Il processo di lentissima convergenza si è interrotto negli ultimi cinque anni, durante i quali la crescita media è stata del 2,5%, ed alcuni indicatori di sviluppo sono perfino peggiorati. In causa la contrazione degli aiuti (che in percentuale del Pil sono passati da 100% nel 2009 a 43% nel 2020) che ha accompagnato la riduzione della presenza militare internazionale (da più di 130 mila nel 2011 a circa 10 mila l’anno scorso), nonché il Covid-19 (la stima, in assenza di dati di contabilità nazionale, è che il Pil sia diminuito del 1,9%). Ma soprattutto ha giocato contro l’incapacità dei vari governi succedutisi nel tempo di indirizzare adeguatamente gli aiuti (che, va detto, erano in parte non indifferente destinati alla sicurezza).

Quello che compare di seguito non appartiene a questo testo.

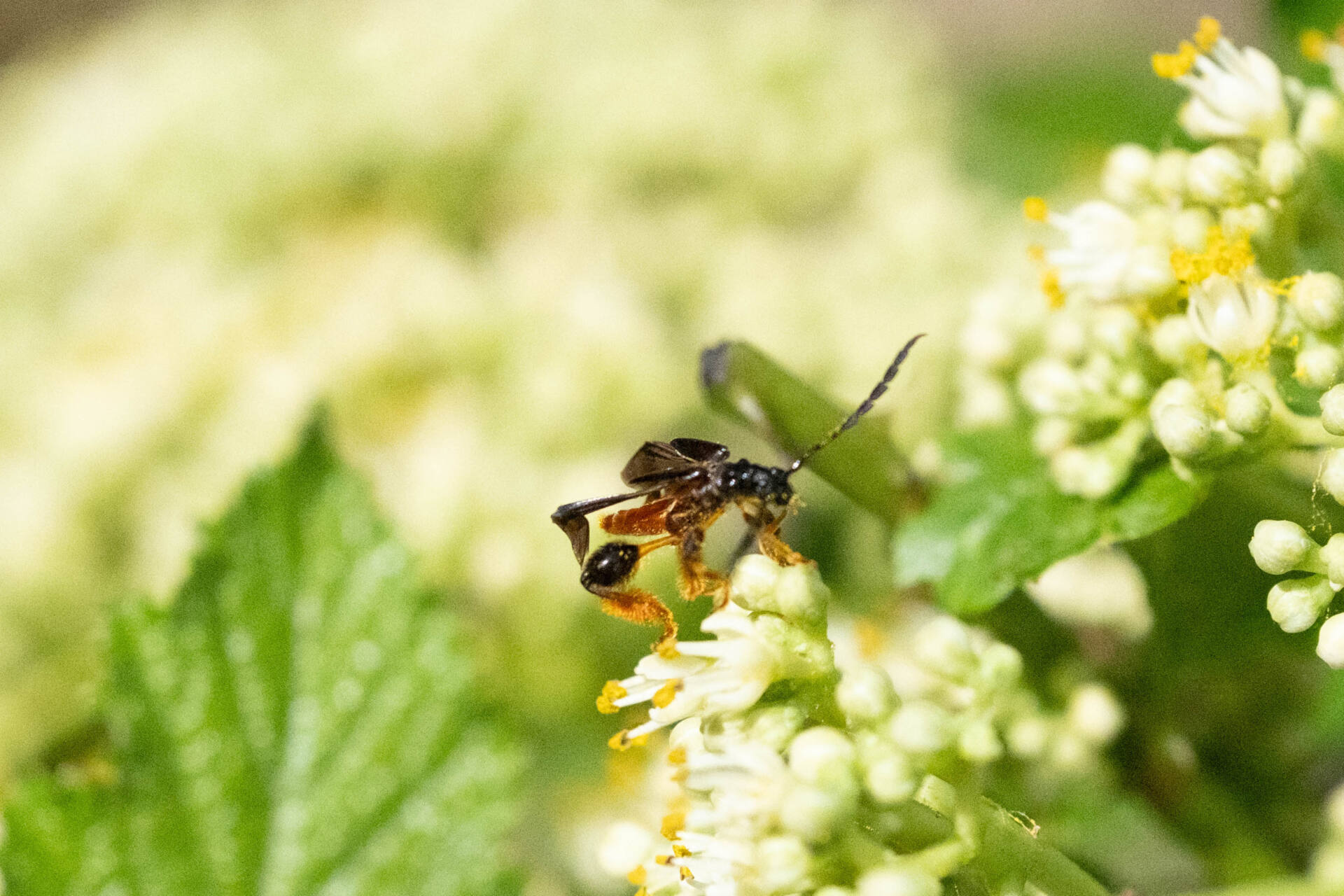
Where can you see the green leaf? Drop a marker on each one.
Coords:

Quali saranno gli orientamenti di politica economica dei Talebani è una domanda cui non è semplice fornire risposta. Per quel poco che vale il parallelo, in Iran la politica monetaria è sempre stata abbastanza ortodossa, il ruolo dello Stato nell’economia resta preponderante (certo, col beneficio della manna petrolifera) e nell’imprenditoria teoricamente privata prevalgono i gruppi economici legati ai Mujahedin.

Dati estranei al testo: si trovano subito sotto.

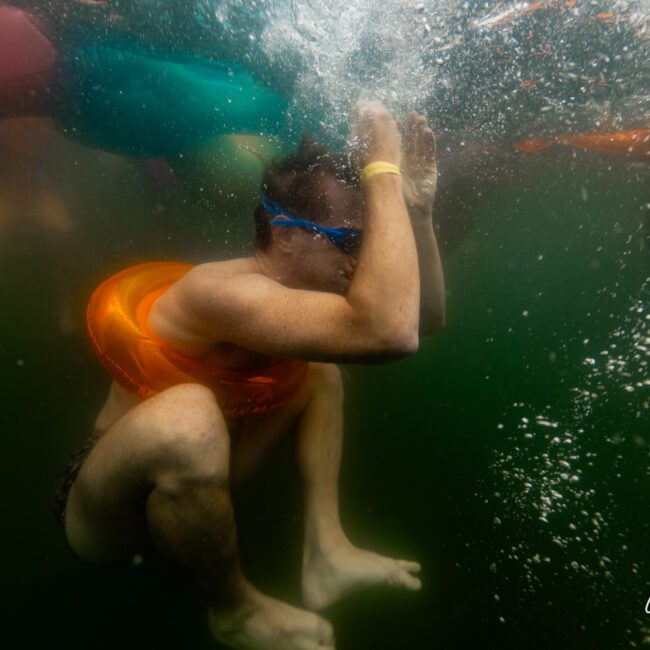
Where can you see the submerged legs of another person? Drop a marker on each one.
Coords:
(159, 477)
(332, 566)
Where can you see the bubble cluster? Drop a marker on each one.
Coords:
(547, 469)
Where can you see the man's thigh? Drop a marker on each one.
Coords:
(105, 516)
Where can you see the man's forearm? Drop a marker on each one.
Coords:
(432, 282)
(385, 282)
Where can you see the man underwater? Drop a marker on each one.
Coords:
(214, 365)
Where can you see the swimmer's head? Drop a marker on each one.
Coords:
(318, 194)
(302, 184)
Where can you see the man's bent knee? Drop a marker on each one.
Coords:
(188, 435)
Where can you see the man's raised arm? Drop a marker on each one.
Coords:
(376, 319)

Su assi simili si può immaginare che si muoverà il nuovo regime a Kabul, mentre è difficile prevedere che gli aiuti internazionali continuino a essere così cospicui, al netto di quelli potenzialmente destinati all’emergenza umanitaria. Del resto, già alla conferenza di Ginevra dello scorso novembre i donatori avevano fatto promesse molto meno importanti che in precedenza e le avevano condizionate a reali progressi nella governance e nella protezione dei diritti umani. La revisione dell’Afghanistan Partnership Framework potrebbe essere la prima occasione per un confronto costruttivo.